2013-06-23 at 4:42:13 am #2149The perils of office romancesnot dipping one's pen in the company ink
More Britons Than ever are spending most of their waking hours at the office. So it makes sense, then, that romances will flourish across desks and at the water cooler.
But while love may be a many splendoured thing, office romances can be fraught with peril – at least if the example of Sven-Goran Eriksson, Mark Palios and Faria Alam is anything to go by.
"They're a problem because if anything goes wrong in the relationship in the workplace, the whole office – especially if it's a small office – can be affected," Cary Cooper, professor of organisational psychology at Lancaster University's management school, says.
After all, who's there to pick up the pieces when a once-torrid office romance suddenly goes bust? Colleagues can be left feeling awkward around the former couple, or forced to choose sides.

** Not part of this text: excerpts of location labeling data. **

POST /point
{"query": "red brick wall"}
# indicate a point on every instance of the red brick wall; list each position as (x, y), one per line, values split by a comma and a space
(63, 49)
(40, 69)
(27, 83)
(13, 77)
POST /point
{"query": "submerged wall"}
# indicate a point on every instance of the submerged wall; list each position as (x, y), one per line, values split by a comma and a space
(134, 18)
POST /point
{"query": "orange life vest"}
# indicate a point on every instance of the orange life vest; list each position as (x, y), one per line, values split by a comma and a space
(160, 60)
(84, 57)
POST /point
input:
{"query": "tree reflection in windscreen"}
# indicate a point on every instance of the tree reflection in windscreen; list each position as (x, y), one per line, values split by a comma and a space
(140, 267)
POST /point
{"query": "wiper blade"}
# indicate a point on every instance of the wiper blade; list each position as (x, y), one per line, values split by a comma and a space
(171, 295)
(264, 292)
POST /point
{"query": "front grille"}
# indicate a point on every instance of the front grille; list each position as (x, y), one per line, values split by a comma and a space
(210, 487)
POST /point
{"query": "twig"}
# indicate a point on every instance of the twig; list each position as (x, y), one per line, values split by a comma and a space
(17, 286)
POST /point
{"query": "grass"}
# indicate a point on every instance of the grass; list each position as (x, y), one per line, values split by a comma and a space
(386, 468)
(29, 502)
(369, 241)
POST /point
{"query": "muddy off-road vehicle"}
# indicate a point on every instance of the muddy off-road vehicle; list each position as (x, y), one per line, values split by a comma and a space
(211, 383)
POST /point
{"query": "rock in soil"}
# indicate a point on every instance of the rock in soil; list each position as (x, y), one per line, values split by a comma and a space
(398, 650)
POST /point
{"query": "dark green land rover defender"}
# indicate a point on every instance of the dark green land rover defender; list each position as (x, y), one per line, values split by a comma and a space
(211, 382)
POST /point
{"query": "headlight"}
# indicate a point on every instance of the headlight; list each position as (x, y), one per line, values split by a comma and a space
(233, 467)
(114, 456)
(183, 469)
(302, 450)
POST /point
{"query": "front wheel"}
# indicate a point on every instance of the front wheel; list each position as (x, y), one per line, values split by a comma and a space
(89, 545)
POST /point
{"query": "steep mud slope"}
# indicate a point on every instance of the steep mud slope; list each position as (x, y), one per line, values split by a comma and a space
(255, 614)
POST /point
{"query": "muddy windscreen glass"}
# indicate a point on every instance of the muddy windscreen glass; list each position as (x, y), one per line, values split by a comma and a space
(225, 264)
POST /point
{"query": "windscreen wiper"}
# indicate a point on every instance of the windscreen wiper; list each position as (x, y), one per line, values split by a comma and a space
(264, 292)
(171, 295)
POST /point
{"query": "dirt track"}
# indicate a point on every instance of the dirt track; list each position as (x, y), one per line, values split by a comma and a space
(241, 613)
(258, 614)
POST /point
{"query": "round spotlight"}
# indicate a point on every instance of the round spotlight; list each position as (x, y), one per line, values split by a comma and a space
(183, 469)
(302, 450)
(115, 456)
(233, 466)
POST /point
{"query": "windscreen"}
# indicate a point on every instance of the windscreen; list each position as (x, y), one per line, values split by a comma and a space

And even if the romance flourishes? Well, then it can have colleagues feeling jealous – and probably not in a boy-I-wish-that-was-me way.
If the relationship is between supervisor and subordinate, it can lead to the belief by others in the workplace that there may be preferential treatment – the so-called blue-eyed-boy(or, to be fair, girl) treatment.
When you leave work, you should leave work – the downside of the positive side is that there's pillow talk about work
Prof Cary Cooper
"Either way, it's not a good idea," Prof Cooper says. "I think in principle that people who are having a relationship shouldn't be working in the same department."
Thirty percent of British couples met at work, according to Human Resources magazine. It also reported that 62% of HR managers fretted over what office romances could do at their companies.
The main concern was the potentially negative effects office affairs would have on productivity. As a result, a third of UK companies were said by the magazine to be considering adding regulations about office flings to their employment contracts.
Some employers already have strict policies against flings in the workplace, but they tend to be North American firms, says Mike Emmott, an advisor on employee relations at the Chartered Institute of Personnel and Development.
"There's a difference between the US culture and UK culture on affairs now," he says. "I think in the States, or American employers in the UK, tend to take it more seriously. US employers are more aware of the risks, and more likely to have policies forbidding workplace affairs."
Be sensible, now
But while it's often constructive for companies to have clear policies on what constitutes good workplace behaviour – and to outline what's considered naughty in the office – they can also be too restrictive, says Mr Emmott.
A so-called "love contract" – where employees are required to reveal a romantic relationship to management – could drive away good people who would be put off by what they might feel are Draconian rules.
"Clearly, office romances can cause problems," says Mr Emmott, but "it's a fact of life, and it's not going to change".
"There isn't always a problem. Relationships come in many colours. Loads of people have relationships at work and they don't have any problems."
And Prof Cooper agrees, with the caveat that working with one's partner might not be the best thing for those who earn their livings in stressful environments.
"They're more understanding of the pressures and the stresses, and they can be mutually supportive," he says. "But there's a downside to the upside.
"When you leave work, you should leave work. The downside is that there's pillow talk about work."